Legal Scholar: Race matters in jury selection

Defense counsel has obligation to discuss race during jury selection process, says Joy in recently published law review

Given the importance that race and racial bias may play in certain cases, defense counsel has an obligation to determine when and how to discuss issues of race during jury selection in order to be effective, argues a criminal justice expert at Washington University in St. Louis.


“When race matters in a case, it plays a role in the outcome, just like the state’s burden of proof, the credibility of witnesses, the identification of the defendant-client, how the jury views the police involved in the case, or, if the client testifies, how believable the jury thinks the client is,” wrote Peter Joy, JD, professor of law, in a recent essay in the Northwestern University Law Review.

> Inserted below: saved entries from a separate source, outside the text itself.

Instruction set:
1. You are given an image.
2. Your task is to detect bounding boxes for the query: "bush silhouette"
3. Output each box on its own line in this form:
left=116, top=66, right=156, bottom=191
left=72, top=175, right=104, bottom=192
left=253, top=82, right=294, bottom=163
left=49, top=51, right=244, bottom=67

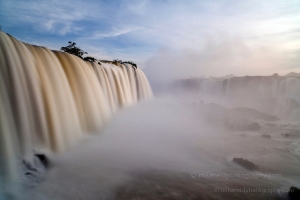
left=60, top=41, right=87, bottom=59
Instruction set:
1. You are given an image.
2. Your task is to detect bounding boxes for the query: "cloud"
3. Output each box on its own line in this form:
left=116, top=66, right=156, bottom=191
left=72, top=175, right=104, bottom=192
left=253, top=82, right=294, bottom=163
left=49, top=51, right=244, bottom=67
left=0, top=0, right=102, bottom=35
left=1, top=0, right=300, bottom=78
left=124, top=0, right=148, bottom=15
left=90, top=26, right=142, bottom=39
left=144, top=36, right=296, bottom=86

“Race matters to this degree because race affects the way jurors view each of these issues,” he wrote.

In the piece, Joy addresses the importance of a trial lawyer discussing the lawyer’s fears about a case, including issues of race, in jury selection. He discusses issues of implicit racial biases and explains why race matters and how important race-salient jury selection is, especially when race is not an obvious issue in the case. He also suggests ways an attorney could approach discussing the issues raised by the situation in Ferguson with the panel of prospective jurors.

“Especially in times when issues of race are on the minds of potential jurors, such as currently in the St. Louis area due to the shooting of Michael Brown and continuing protests in Ferguson and several other cities over racial injustices, failing to question about bias in some cases may result in stacking the jury against the accused,” Joy wrote.